On 5/7/2021 2:06 AM, Lee Courtney wrote:
> Chris - great and interesting overview. Do you have a reading list for 
> more details? Thanks!
>
> Lee Courtney
>
> On Thu, May 6, 2021 at 7:35 PM Chris Zach via cctalk 
> <cctalk at classiccmp.org <mailto:cctalk at classiccmp.org>> wrote:
>
>
>     > Sort of.  But while a lot of things happen in parallel, out of
>     order, speculatively, etc., the programming model exposed by the
>     hardware still is the C sequential model.  A whole lot of logic is
>     needed to create that appearance, and in fact you can see that all
>     the way back in the CDC 6600 "scoreboard" and "stunt box".  Some
>     processors occasionally relax the software-visible order, which
>     tends to cause bugs, create marketing issues, or both -- Alpha
>     comes to mind as an example.
>
>     Interesting to see this.
>
>     I've been reading a lot recently about the Jupiter/Dolphin project
>     and
>     the more I read the more I understand why it just could not be
>     done. At
>     the time (and to an extent even now) the only way to really improve a
>     system's performance was to pipeline the processor, and the Pdp10
>     instruction set just wasn't easy to do that with.
>
>     They had a great concept: An Instruction fetch/decode system
>     (IBOX), an
>     execution engine (EBOX), the obligitory vector processor or FPU
>     (HBOX)
>     and of course the memory system (MBOX).

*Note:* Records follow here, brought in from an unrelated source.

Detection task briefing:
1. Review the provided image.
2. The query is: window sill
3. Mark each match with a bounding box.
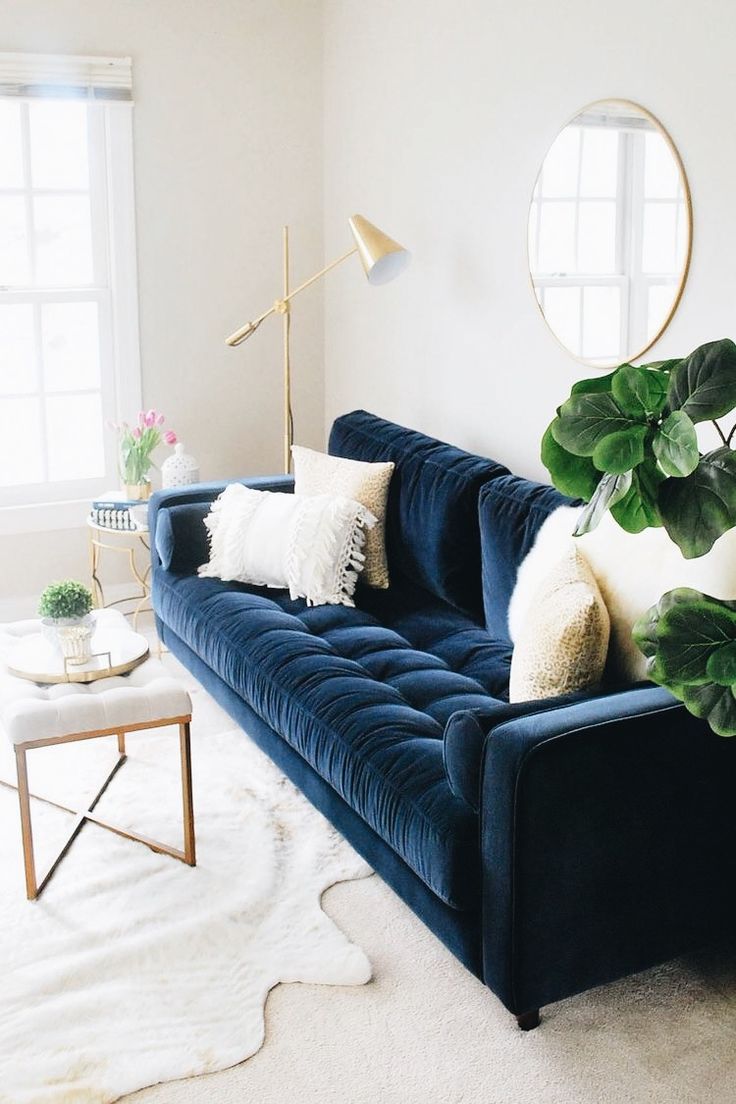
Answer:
[0,498,90,537]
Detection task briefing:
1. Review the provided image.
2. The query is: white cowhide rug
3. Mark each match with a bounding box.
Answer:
[0,675,371,1104]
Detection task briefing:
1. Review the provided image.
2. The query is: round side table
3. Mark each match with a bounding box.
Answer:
[87,518,151,628]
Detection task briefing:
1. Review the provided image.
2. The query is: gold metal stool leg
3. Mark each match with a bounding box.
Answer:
[179,721,196,867]
[15,747,39,901]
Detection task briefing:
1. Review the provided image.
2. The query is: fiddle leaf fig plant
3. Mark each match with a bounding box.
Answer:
[542,338,736,560]
[633,587,736,736]
[542,338,736,736]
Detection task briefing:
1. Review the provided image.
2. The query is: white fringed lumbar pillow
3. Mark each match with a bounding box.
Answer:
[199,484,375,606]
[509,541,610,702]
[509,506,736,682]
[291,445,396,590]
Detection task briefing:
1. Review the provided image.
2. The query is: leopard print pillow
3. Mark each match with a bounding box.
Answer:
[291,445,395,591]
[509,545,610,701]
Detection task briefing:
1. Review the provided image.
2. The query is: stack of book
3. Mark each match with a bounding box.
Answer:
[89,491,146,532]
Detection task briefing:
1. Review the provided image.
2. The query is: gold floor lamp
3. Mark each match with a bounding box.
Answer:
[226,214,409,475]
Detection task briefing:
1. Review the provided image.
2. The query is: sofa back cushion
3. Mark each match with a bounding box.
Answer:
[478,475,574,643]
[329,411,509,619]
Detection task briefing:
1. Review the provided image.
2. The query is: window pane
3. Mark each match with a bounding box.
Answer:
[0,399,43,487]
[578,202,616,275]
[0,302,36,395]
[542,127,580,197]
[29,100,89,188]
[544,287,580,357]
[0,99,23,188]
[41,302,99,391]
[583,287,621,361]
[641,203,678,273]
[537,203,575,276]
[580,127,618,199]
[33,195,93,287]
[0,195,31,287]
[46,394,105,481]
[644,132,680,200]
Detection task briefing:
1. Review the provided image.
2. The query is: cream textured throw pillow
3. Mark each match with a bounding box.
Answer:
[509,506,736,682]
[509,543,610,701]
[291,445,395,590]
[199,484,375,606]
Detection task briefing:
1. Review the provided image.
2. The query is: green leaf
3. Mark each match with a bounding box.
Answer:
[552,392,636,456]
[659,445,736,560]
[611,460,664,533]
[668,338,736,422]
[573,471,631,537]
[570,369,618,395]
[644,595,736,684]
[706,640,736,687]
[611,364,668,418]
[652,411,701,479]
[542,426,600,502]
[593,425,648,476]
[641,357,682,374]
[631,586,717,657]
[682,682,736,736]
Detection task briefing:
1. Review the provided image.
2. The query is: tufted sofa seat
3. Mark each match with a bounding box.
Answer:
[149,411,736,1027]
[154,420,511,909]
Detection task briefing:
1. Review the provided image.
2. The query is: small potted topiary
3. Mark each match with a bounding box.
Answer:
[39,578,94,665]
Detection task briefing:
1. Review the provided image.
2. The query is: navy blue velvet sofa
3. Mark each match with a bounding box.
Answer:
[150,411,736,1028]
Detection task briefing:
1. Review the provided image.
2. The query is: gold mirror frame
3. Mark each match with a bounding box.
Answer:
[526,96,693,372]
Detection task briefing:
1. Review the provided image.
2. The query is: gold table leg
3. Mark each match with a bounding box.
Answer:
[15,747,38,901]
[0,720,196,901]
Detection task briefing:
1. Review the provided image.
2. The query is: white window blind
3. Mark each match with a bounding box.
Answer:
[0,52,132,100]
[0,53,140,532]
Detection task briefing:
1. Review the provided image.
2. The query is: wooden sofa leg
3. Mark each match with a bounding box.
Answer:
[516,1008,540,1031]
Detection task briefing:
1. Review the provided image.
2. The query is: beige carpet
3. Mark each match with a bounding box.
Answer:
[116,640,736,1104]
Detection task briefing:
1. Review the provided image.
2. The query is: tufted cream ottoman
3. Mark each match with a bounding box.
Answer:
[0,611,196,900]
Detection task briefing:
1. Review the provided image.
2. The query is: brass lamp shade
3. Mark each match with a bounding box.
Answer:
[348,214,410,285]
[225,214,410,474]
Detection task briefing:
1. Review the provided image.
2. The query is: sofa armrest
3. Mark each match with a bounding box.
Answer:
[148,476,294,574]
[442,692,590,813]
[480,687,736,1013]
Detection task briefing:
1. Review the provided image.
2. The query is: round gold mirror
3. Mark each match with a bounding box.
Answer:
[529,99,692,368]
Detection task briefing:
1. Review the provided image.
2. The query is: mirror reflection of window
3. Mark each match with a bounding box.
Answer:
[529,102,690,367]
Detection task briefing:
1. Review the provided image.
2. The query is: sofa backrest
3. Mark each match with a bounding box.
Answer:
[478,475,575,644]
[329,411,509,619]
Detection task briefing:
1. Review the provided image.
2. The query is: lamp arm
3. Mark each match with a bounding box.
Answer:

Break the process up into
>     steps
>     and have the parts all work in parallel to boost performance.
>
>     Unfortunately they started to find way too many cases where an
>     indirect
>     instruction would be fetched that would be based on the AC, which was
>     being changed by another instruction in the EBOX. This would blow out
>     all the prefetched work in the pipe, forcing the IBOX to do a costly
>     reload.
>
>     Likewise branch prediction couldn't be done well because most
>     branches
>     and skips depended on the value in the AC which was once again
>     usually
>     being modified in the EBOX down the pipe. As soon as it was
>     modified the
>     pipe had to be flushed and reloaded. It looks like they tried to put
>     that logic into the IBOX to catch these issues, but that resulted
>     in a
>     flat processor that wasn't going to benefit from any parallelism, an
>     endless series of bugs, and an IBOX that was pretty much running with
>     its own EBOX.
>
>     It got worse when they realized that the Extended memory segments
>     in the
>     2060 architecture totally wrecked the concept of an instruction
>     decoder/execution box. There were just too many places where an
>     indirect
>     instruction to another section which was then based on the AC's would
>     result in Ibox tossing the queue and invalidating the translation
>     buffers. Increasing the translation buffer helped (I think that's
>     one of
>     the things they did on the final 2065 to make it faster) but they
>     couldn't make that big and fast enough. I guess an indirect jump
>     instruction based on comparing the AC to an indirect address
>     pointing to
>     an extended segment would be enough to make any decoder just cry.
>
>     It's sad to read, you can almost see then realizing it was doomed.
>     The
>     Foonly F1 was a screamer, but it was basically the KA10
>     instruction set
>     and couldn't run extended memory segments like the 2060. And when
>     they
>     tried to do the same thing with the F4 it came out to be a little
>     slower
>     than a 2060. I used to think they put only one extended segment in
>     the
>     2020 to cripple the box, but maybe they started running into the same
>     problem and ran out of microcode space to try and address it.
>
>     Couple this with the fact that much of the 20 series programs were
>     built
>     in assembler (and why not, it was an amazing thing to program) and
>     you
>     just had too many programs with cool bespoke code that would totally
>     trash a pipeline. Fixing compilers to order instructions properly
>     could
>     have worked, but people just wrote in assembler it wasn't going to
>     happen and they weren't about to re-code their app to please the new
>     scheduler God.
>
>     The VAX instruction set was a lot less beautiful, but could be
>     pipelined
>     easier especially with the dedicated MMU so they took the people and
>     pipelined the hell out of the 780 resulting in the nifty 8600/8650
>     and
>     later the 8800's. Dec learned their lesson when they built Alpha, and
>     even Intel realized that their instruction set needed to be pipelined
>     for the Pentium Pro and above processors.
>
>     Ah well. I don't think it was evil marketing or VAX monsters that
>     killed
>     the KC10, it was simply the fact that the amazing instruction set
>     couldn't be pipelined to make it more efficient for hardware and the
>     memory management system wasn't as efficient as the pdp11/Vax MMU
>     concept.
>
>
>
> -- 
> Lee Courtney
> +1-650-704-3934 cell